Assembly of plausibility factors
Monthly rainfall data, January 1970 to December 2014 (45 years), were assembled from eight range gauges situated across the densely populated areas shown in Fig 1. Complete data was available for 4130 (96%) of the 4320 possible months. Monthly means across each of the meteorological sites were computed to provide long-term percentage anomalies for each year and for each March-June long rains, linked to changes in sea surface temperatures in the Indian Ocean that define climate patterns along the East African coast [19].The annual quantities of nets, re-treatments and long-lasting net distributions were assembled from month-commodity-location specific databases of social marketing agencies and the Ministry of Health between 1999 and 2014. We have assumed that all nets in circulation since May 2005 have been Long-Lasting Treated Net (LLIN) [20]. Nets before 2005 would have required re-treatment every six months and we have presumed effectiveness only for one 12 month cycle for each net distributed. For LLIN we have assumed, in line with expert opinion, that 92% of LLINs would remain optimally "efficacious", retention of pyrethroid concentration and durability of netting, during the first year of use; 80% during the second year of use; 50% during the third year of use; and ineffective in year 4 [21]. Data were assembled to show cumulative monthly distributions and availability of "effective" nets per capita population derived from population census growth models 1989-1999-2009 [14, 22] (S3 Data). Data on reported use of an ITN the preceding night by members of all ages within rural clusters of sampled households were identified from seven national surveys, in 2003, 2005, 2007, 2008, 2009, 2010 [23-28] (S3 Data). For 2014, we have used unpublished data on the reported use of an LLIN last night recorded during surveys of 11618 school children attending 117 rural schools along the Kenyan coast [Mwandawiro & Snow, unpublished data].Using published and unpublished data from various sites along the Kenyan coast we have, where possible, represented the speed of emerging chloroquine (CQ) and sulphadoxine-pyrimethamine (SP) failure as the proportions of parasitaemic children receiving standard therapeutic doses unable to clear infections, or observed recrudescence, by day 7. Data used to construct the plausibility framework is provided in S3 Data.
Ethics
Here we have used previously published and unpublished data. For each survey various ethical approvals were sought from national institutional review boards. Where possible these have been listed in the Supporting Information accompanying the search procedures for identifying each survey report (S1 Text). In no instance were individual patient level data used, only aggregates per village or school cluster.
Results
Cycles of changing parasite prevalence: 1974–2014
We have assembled information on the prevalence of P. falciparum infection from 1144 surveys undertaken among rural communities along the Kenyan coast between 1974 and 2014 (Fig 2), making it one of the richest long-term time-series data on malaria prevalence within a constrained area anywhere in Africa. Using a Bayesian model-based geostatistical approach applied to each time and geo-located prevalence survey within 279 administrative polygons we show that parasite transmission intensity initially rose in two steps, gradually from 1974 to 1980 and more sharply from 1982 to 1987 (Fig 3). P. falciparum parasite prevalence remained high for at least another decade, with a dip 1991–1992. From 1998 prevalence began a decline through to 2010, corresponding to previous reports of declining paediatic malaria admissions in Kilifi [29-30], and declining admissions at hospitals in Malindi and Msambweni [30] and declining infection prevalence among pregnant women in the southern part of the coast [31]. The decline ends in 2011 and begins to rise through to 2014 (Fig 3).
Fig 2
Location of age-corrected parasite prevalence (PfPR2-10) with the highest recorded estimate of prevalence on top (Left hand panel) and lowest PfPR2-10 estimate on top (Right hand panel) to distinguish prevalence at similar locations with time.
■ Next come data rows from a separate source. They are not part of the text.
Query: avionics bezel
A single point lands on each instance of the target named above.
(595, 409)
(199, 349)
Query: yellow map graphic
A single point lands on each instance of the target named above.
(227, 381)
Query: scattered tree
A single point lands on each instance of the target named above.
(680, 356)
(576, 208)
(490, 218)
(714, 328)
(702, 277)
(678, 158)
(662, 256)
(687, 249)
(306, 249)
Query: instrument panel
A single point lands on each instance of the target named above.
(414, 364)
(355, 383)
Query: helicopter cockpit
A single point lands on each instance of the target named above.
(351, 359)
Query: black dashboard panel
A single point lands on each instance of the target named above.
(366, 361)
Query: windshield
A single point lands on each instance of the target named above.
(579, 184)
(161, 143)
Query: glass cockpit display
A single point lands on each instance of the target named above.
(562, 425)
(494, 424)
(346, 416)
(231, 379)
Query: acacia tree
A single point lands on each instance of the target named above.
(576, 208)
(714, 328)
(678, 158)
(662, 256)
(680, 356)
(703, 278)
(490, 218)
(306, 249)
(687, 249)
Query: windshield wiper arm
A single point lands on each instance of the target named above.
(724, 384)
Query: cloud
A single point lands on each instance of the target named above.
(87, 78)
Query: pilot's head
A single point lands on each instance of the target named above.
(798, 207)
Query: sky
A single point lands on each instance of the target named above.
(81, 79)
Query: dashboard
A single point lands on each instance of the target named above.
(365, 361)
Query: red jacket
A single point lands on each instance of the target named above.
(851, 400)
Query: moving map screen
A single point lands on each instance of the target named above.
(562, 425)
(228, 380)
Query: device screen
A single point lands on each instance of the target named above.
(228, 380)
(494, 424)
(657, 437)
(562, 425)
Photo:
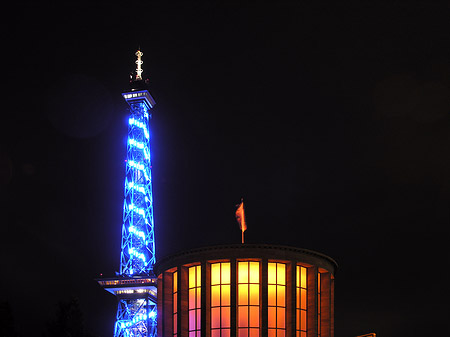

Data displayed against 279 fifth level census administrative units used to make monthly median malaria predictions (see Methods).
Fig 3
Median small area annual estimates of PfPR2-10 for the 279 sub-locations fitted using a Generalized Additive Regression model between January 1974 and December 2014 (black line).
The 25% and 75% inter-quartile range and the 2.5% and 97.5% credible intervals are shown as solid and dashed red lines respectively.
Location of age-corrected parasite prevalence (PfPR2-10) with the highest recorded estimate of prevalence on top (Left hand panel) and lowest PfPR2-10 estimate on top (Right hand panel) to distinguish prevalence at similar locations with time.
Data displayed against 279 fifth level census administrative units used to make monthly median malaria predictions (see Methods).
Median small area annual estimates of PfPR2-10 for the 279 sub-locations fitted using a Generalized Additive Regression model between January 1974 and December 2014 (black line).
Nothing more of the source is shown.